Pilot scale production of highly efficacious and stable enterovirus 71 vaccine candidates

Abstract

Background: Enterovirus 71 (EV71) has caused several epidemics of hand, foot and mouth diseases (HFMD) in Asia and now is being recognized as an important neurotropic virus. Effective medications and prophylactic vaccine against EV71 infection are urgently needed. Based on the success of inactivated poliovirus vaccine, a prototype chemically inactivated EV71 vaccine candidate has been developed and currently in human phase 1 clinical trial.

Principal finding: In this report, we present the development of a serum-free cell-based EV71 vaccine. The optimization at each step of the manufacturing process was investigated, characterized and quantified. In the up-stream process development, different commercially available cell culture media either containing serum or serum-free was screened for cell growth and virus yield using the roller-bottle technology. VP-SFM serum-free medium was selected based on the Vero cell growth profile and EV71 virus production. After the up-stream processes (virus harvest, diafiltration and concentration), a combination of gel-filtration liquid chromatography and/or sucrose-gradient ultracentrifugation down-stream purification processes were investigated at a pilot scale of 40 liters each. Although the combination of chromatography and sucrose-gradient ultracentrifugation produced extremely pure EV71 infectious virus particles, the overall yield of vaccine was 7-10% as determined by a VP2-based quantitative ELISA. Using chromatography as the downstream purification, the virus yield was 30-43%. To retain the integrity of virus neutralization epitopes and the stability of the vaccine product, the best virus inactivation was found to be 0.025% formalin-treatment at 37 °C for 3 to 6 days. Furthermore, the formalin-inactivated virion vaccine candidate was found to be stable for >18 months at 4 °C and a microgram of viral proteins formulated with alum adjuvant could induce strong virus-neutralizing antibody responses in mice, rats, rabbits, and non-human primates.

Conclusion: These results provide valuable information supporting the current cell-based serum-free EV71 vaccine candidate going into human Phase I clinical trials.

Figure 1. The growth profiles of Vero cell grown in serum-contain medium (SC) and different serum-free media (SF).

Vero cells (2×10⁵ cell/ml) was cultured in 75T-flask and counted for viable cell number every 24 hours (0, 24, 48, 72, 96, 120 and 144 hours). The conditions for cell culture were described in the Materials and Methods section.

Figure 2. The optimization of the up-stream process for EV71 virus production.

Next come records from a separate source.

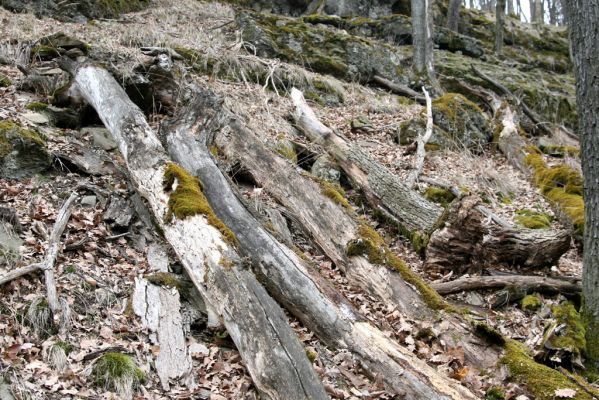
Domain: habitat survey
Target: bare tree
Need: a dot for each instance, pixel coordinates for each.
(422, 33)
(499, 25)
(583, 16)
(453, 15)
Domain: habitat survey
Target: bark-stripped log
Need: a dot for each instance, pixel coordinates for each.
(302, 290)
(271, 352)
(332, 229)
(540, 284)
(466, 238)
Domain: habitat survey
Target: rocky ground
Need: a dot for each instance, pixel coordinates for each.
(109, 240)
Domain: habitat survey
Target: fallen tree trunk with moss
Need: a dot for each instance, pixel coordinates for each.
(300, 288)
(271, 351)
(539, 284)
(455, 240)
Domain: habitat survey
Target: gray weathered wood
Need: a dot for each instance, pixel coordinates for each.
(302, 290)
(271, 352)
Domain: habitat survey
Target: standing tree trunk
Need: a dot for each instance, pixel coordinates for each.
(583, 16)
(499, 25)
(422, 34)
(453, 15)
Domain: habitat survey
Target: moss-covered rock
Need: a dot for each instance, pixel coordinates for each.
(533, 219)
(23, 152)
(562, 185)
(117, 372)
(4, 81)
(320, 49)
(531, 302)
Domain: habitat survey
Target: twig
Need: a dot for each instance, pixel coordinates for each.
(422, 141)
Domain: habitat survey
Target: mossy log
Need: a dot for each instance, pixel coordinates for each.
(270, 350)
(539, 284)
(454, 242)
(302, 290)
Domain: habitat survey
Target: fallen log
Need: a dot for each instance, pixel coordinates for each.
(456, 240)
(302, 290)
(270, 350)
(539, 284)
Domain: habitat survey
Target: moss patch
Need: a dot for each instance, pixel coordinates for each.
(4, 81)
(540, 380)
(118, 372)
(531, 302)
(439, 195)
(187, 199)
(563, 187)
(371, 245)
(533, 219)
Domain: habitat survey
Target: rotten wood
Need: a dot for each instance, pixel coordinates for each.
(540, 284)
(273, 355)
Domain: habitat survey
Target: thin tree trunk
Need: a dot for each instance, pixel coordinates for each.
(499, 26)
(453, 15)
(271, 351)
(302, 290)
(583, 18)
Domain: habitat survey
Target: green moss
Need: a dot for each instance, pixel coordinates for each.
(371, 245)
(533, 219)
(10, 131)
(439, 195)
(171, 281)
(531, 302)
(562, 185)
(187, 199)
(36, 106)
(572, 336)
(539, 379)
(487, 332)
(560, 151)
(116, 371)
(495, 393)
(4, 81)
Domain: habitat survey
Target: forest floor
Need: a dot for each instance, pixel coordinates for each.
(97, 277)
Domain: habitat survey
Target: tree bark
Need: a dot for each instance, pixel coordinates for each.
(422, 38)
(301, 290)
(528, 283)
(583, 17)
(453, 15)
(499, 26)
(466, 239)
(271, 352)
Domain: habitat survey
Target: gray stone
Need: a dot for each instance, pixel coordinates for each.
(325, 168)
(89, 201)
(119, 213)
(101, 137)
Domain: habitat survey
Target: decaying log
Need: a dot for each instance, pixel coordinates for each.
(159, 311)
(331, 228)
(271, 352)
(301, 289)
(416, 216)
(463, 238)
(539, 284)
(422, 140)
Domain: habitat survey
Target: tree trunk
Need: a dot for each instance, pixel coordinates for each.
(422, 38)
(332, 229)
(453, 15)
(271, 352)
(302, 290)
(455, 245)
(499, 26)
(583, 18)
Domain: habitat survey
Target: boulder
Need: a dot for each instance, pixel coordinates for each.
(23, 152)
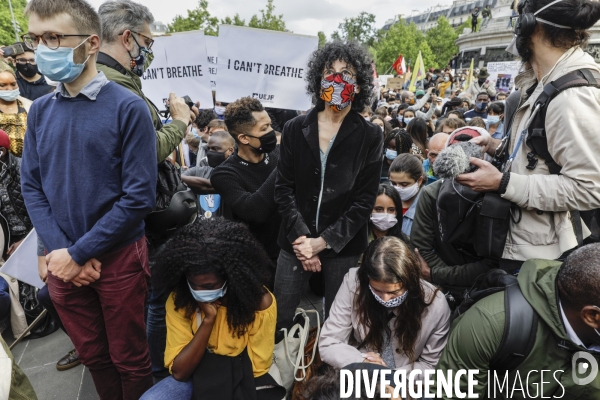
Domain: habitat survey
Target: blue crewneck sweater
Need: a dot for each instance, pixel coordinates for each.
(88, 173)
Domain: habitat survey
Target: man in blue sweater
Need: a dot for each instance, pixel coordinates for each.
(89, 177)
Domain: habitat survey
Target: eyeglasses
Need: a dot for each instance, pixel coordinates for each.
(148, 42)
(50, 39)
(23, 61)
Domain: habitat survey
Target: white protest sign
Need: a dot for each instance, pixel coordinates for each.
(503, 74)
(22, 264)
(180, 66)
(267, 65)
(212, 52)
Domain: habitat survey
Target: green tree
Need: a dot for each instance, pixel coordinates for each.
(322, 39)
(7, 32)
(402, 39)
(361, 29)
(237, 21)
(198, 18)
(442, 41)
(268, 19)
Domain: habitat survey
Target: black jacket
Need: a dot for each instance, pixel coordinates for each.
(349, 189)
(33, 90)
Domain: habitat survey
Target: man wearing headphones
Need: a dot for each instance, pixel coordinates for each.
(546, 193)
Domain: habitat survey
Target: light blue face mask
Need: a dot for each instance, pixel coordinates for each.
(391, 154)
(208, 296)
(9, 95)
(58, 65)
(493, 119)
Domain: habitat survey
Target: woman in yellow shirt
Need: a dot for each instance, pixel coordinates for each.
(220, 317)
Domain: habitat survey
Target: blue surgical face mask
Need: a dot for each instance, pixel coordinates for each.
(208, 296)
(9, 95)
(58, 65)
(391, 154)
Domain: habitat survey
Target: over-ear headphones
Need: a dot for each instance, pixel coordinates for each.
(525, 24)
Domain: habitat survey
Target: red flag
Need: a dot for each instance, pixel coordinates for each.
(399, 65)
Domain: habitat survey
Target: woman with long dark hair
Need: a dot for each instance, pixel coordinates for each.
(398, 320)
(328, 175)
(387, 210)
(417, 129)
(220, 317)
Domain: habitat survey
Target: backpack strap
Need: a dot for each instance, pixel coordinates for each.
(536, 135)
(520, 330)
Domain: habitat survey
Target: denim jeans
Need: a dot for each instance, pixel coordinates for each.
(156, 325)
(170, 389)
(291, 281)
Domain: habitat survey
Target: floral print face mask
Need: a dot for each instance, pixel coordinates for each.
(338, 91)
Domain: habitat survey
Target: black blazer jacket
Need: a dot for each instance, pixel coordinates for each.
(349, 188)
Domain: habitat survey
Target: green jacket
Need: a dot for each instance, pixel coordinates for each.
(168, 136)
(19, 387)
(475, 337)
(451, 268)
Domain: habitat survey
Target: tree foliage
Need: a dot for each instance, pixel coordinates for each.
(7, 32)
(268, 19)
(236, 20)
(406, 40)
(322, 39)
(361, 29)
(198, 18)
(442, 41)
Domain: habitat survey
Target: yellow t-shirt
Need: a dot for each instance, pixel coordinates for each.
(259, 340)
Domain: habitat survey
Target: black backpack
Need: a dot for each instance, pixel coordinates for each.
(520, 319)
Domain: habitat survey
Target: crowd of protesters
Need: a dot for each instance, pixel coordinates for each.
(176, 248)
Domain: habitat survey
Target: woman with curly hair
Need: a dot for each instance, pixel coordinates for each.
(328, 175)
(397, 320)
(218, 313)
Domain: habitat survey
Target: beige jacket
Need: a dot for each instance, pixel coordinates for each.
(343, 322)
(572, 123)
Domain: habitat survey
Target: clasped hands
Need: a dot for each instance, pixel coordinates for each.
(62, 266)
(307, 250)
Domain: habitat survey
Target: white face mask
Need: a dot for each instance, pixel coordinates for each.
(409, 192)
(384, 221)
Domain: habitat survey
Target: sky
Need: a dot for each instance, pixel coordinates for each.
(301, 16)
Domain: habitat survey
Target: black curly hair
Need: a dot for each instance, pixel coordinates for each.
(238, 115)
(224, 248)
(204, 117)
(353, 54)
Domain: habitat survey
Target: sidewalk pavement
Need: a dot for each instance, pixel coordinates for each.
(38, 357)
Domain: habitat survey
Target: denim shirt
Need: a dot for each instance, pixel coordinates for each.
(409, 217)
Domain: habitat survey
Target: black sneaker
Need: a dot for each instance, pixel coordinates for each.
(69, 361)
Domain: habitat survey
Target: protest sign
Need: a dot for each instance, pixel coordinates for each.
(267, 65)
(180, 66)
(502, 74)
(212, 52)
(22, 264)
(395, 83)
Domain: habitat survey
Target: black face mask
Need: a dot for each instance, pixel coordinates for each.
(268, 142)
(27, 70)
(215, 158)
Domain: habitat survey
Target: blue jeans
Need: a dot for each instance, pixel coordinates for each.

(A) The T-flask was seeded with either 1.0∼1.5×10⁶ or 2.0∼2.5×10⁶ Vero cells, then after 2–3 days the cells were infected by the different ratio of E59/EV71 virus. The effects of different M.O.I were detected in the kinetic profile of virus produced from Vero cell grown in the VP-SFM medium. (B) The consistency of 3 Lots of EV71 virus production in the roller bottles. Virus titer was detected every day by TCID50 for 5 days.

Figure 3. The temperature effect in the kinetic of formalin-inactivation of EV71 virus.

Purified E59/EV71 was inactivated by 0.025% (v/v) formalin at different temperature and the residual of virus infectivity was detected by plaque assay performed triplicate at different time points.

Figure 4. The stability profiles of different Lots of EV71 vaccine products stored at 4°C for various time and analyzed by SDS-PAGE (Panel A) and Western blot (Panel B & C).

Lane M is MW Markers; lane 1 is EV71 vaccine product produced from serum-containing medium and stored at 4°C for 26 months; lanes 2 and 3 are EV71 vaccine products derived from Lot #1 and 2 and stored at 4°C for 13 and 4 months, respectively. Monoclonal antibody used in the Panels B and C are MAB979 specific for VP2 and N16 specific for VP1, respectively.